Hino Lésbico dos anos 2000

Hino Lésbico dos anos 2000

Olá pessoal, hoje, com mais uma matéria para comemorar o Mês do Orgulho, iremos conversar um pouquinho sobre a letra L da famosa sigla LGBTQIA+ e seu grande hino pop da virada do século. Sim, estou falando sobre “All the Things She Said” da dupla russa t.A.T.u.! 

O clipe, que mostra duas meninas vestidas com uniformes escolares similares aos de países asiáticos, como o Japão, definitivamente causou um impacto bastante ambivalente no recém milênio que se inaugurava, ao mostrar duas adolescentes atrás de grades, sugerindo estarem isoladas pelo preconceito do mundo exterior.

Debaixo de chuva, as garotas cantam e são observadas por pessoas do outro lado do arame farpado com olhares pesados e de julgamento. 

As duas estudantes têm apenas uma a outra para se amparem e isso é algo interessante, entre carícias e beijos, a letra da música sugere que ambas estão apaixonadas e pensando no que “ela disse”, e essas “coisas não saem da cabeça” e mesmo “quando eles param e encaram”, elas não se preocupam.

Até que uma hora elas recorrem aos pais.
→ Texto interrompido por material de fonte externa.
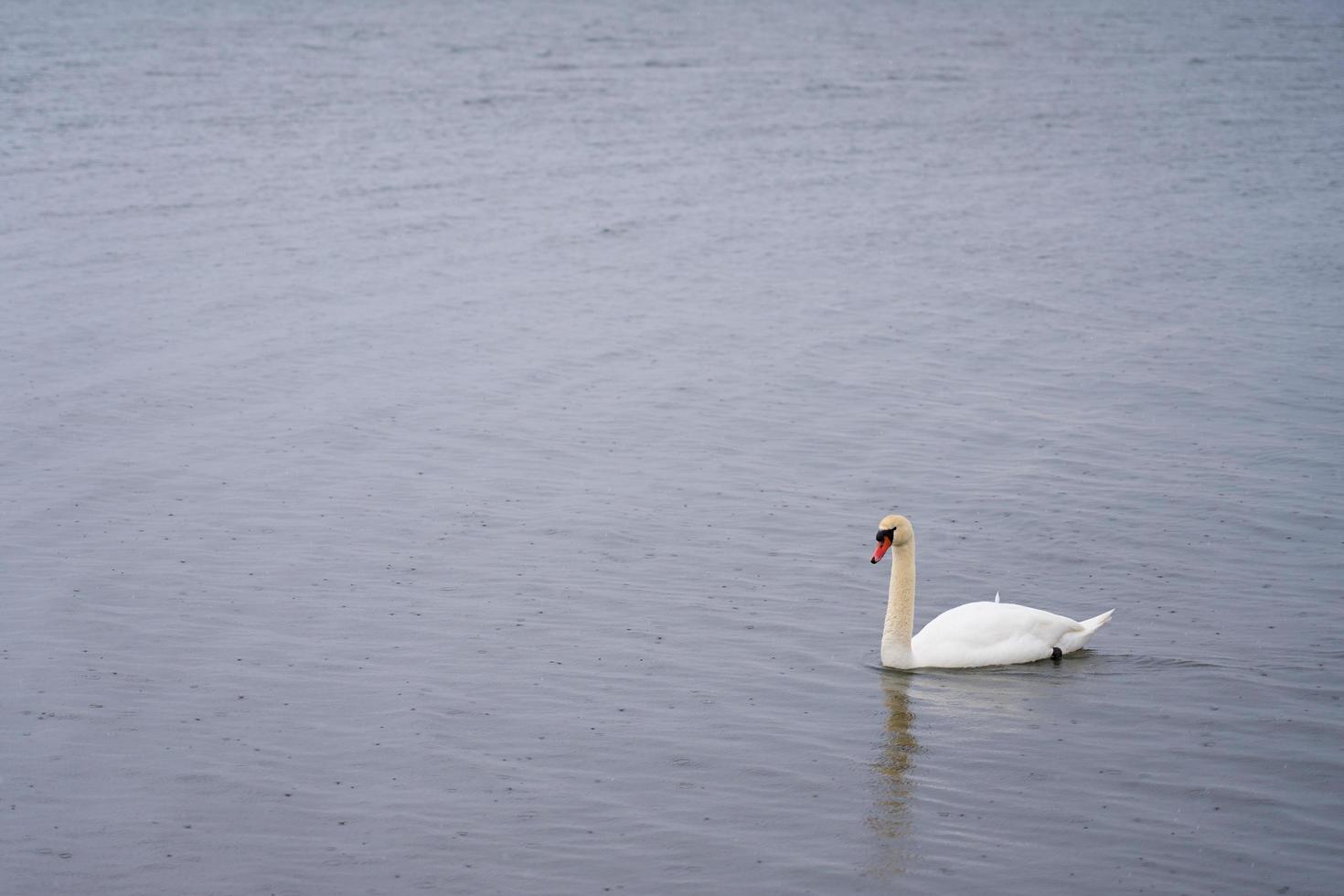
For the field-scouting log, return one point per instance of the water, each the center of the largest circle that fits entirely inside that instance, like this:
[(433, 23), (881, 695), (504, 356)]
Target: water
[(443, 441)]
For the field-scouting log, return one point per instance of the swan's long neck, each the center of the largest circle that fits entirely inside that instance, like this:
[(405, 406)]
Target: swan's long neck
[(901, 607)]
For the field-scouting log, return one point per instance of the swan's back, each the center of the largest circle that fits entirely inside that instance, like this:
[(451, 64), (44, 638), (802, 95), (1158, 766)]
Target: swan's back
[(991, 635)]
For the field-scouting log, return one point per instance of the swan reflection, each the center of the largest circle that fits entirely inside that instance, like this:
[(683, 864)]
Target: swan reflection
[(895, 762)]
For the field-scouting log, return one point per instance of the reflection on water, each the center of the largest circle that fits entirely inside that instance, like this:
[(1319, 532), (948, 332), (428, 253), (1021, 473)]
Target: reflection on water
[(895, 762)]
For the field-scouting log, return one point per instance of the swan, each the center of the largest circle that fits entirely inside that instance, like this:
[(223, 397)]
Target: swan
[(975, 635)]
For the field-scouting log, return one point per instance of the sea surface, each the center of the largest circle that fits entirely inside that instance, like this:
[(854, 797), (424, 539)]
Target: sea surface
[(441, 445)]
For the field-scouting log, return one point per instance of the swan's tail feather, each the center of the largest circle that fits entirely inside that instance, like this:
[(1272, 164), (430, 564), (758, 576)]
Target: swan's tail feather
[(1087, 627)]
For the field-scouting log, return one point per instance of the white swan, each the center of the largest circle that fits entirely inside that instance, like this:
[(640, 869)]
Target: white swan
[(974, 635)]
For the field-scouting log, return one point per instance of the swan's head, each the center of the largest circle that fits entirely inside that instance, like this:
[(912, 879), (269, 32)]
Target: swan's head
[(894, 529)]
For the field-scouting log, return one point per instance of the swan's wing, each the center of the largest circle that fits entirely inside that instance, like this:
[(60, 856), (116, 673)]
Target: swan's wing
[(989, 635)]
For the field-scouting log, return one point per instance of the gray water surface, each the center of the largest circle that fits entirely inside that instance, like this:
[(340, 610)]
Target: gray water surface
[(443, 445)]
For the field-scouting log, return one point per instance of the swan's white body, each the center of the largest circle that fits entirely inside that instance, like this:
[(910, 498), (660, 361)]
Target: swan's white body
[(986, 633)]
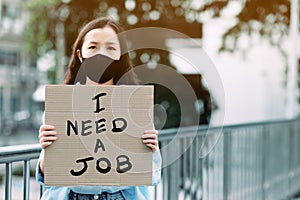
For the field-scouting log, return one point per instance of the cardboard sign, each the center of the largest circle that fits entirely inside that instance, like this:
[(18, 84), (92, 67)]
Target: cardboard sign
[(99, 130)]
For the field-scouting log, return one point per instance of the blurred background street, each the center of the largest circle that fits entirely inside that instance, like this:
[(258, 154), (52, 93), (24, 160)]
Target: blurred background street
[(240, 58)]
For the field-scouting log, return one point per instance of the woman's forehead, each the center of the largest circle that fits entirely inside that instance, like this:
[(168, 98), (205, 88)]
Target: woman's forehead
[(101, 35)]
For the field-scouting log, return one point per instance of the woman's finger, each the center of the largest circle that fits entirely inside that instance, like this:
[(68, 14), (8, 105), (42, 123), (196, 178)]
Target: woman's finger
[(47, 133), (149, 136)]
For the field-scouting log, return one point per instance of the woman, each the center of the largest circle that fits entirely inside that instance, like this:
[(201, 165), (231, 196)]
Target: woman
[(100, 38)]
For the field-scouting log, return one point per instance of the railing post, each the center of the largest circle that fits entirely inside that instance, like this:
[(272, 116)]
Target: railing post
[(26, 174), (227, 167), (8, 180)]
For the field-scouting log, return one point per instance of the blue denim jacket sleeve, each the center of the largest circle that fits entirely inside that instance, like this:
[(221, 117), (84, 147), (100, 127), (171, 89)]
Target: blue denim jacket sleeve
[(156, 167)]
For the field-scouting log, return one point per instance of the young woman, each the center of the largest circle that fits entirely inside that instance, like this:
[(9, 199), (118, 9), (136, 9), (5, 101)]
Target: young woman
[(100, 38)]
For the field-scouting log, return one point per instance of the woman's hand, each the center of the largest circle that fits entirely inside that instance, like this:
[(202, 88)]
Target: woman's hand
[(47, 135), (150, 139)]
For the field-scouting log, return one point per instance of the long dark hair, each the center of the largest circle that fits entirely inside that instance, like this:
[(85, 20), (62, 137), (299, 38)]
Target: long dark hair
[(74, 63)]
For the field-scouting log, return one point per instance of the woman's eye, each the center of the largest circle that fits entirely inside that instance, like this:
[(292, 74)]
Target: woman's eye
[(92, 47), (111, 48)]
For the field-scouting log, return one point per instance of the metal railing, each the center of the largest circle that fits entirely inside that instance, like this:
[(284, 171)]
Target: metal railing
[(12, 154), (249, 161)]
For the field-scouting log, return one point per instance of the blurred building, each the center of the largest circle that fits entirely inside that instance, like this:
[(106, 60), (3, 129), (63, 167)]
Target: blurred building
[(18, 76)]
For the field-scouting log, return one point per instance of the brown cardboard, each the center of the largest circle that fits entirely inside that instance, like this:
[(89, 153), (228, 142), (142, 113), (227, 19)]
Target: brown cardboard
[(67, 104)]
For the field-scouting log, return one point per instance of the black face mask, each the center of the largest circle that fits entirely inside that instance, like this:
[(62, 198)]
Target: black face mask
[(99, 68)]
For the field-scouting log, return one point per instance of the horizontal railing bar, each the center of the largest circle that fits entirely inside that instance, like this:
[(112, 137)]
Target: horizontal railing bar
[(19, 153), (166, 134)]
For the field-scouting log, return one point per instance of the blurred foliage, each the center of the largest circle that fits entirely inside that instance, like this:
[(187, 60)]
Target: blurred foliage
[(269, 19), (40, 34)]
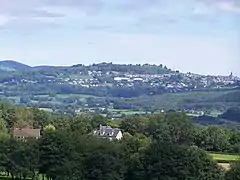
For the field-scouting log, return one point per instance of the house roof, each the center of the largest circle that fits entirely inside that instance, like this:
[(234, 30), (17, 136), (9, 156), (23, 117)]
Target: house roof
[(26, 132), (107, 131)]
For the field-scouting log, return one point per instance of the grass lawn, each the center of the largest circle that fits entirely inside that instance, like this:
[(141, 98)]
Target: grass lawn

Uma delas diz: “Mãe, olhe para mim/ Me diga: O que você vê?/ Sim, eu perdi minha cabeça”, a outra: “Pai, olhe para mim/Algum dia serei livre?/Será que eu passei do limite?”

E depois de tanto procurar por uma solução, elas encontram uma saída, e de mãos dadas seguem seu caminho, na direção oposta àquelas pessoas que condenavam o seu amor. 

Confira o vídeo com legenda a seguir:

História 

A versão mais popularizada da música está em inglês, publicada em 2002, sendo a original, em russo, lançada dois anos antes e denominada “Ya Soshla Suma”.

A dupla é formada por Julia Vôlkova, que na época tinha 16 anos, e Lena Katina, de 17 anos. Quando estrearam, alcançaram o primeiro lugar nas paradas britânicas por 15 semanas, alcançando Top #1 por uma semana inteira. Nos EUA, também conquistaram o Top 20 da Billiboard. 

Imagem: Reprodução

Revelada anos depois, a dupla russa que chegou a se beijar em clipes e trocar declarações de amor, na verdade nunca tiveram experiências homossexuais. Mas, essa receita funcionou, já que seu cachê, segundo o site Russia Beyond, por show no Japão chegou a meio milhão de reais. 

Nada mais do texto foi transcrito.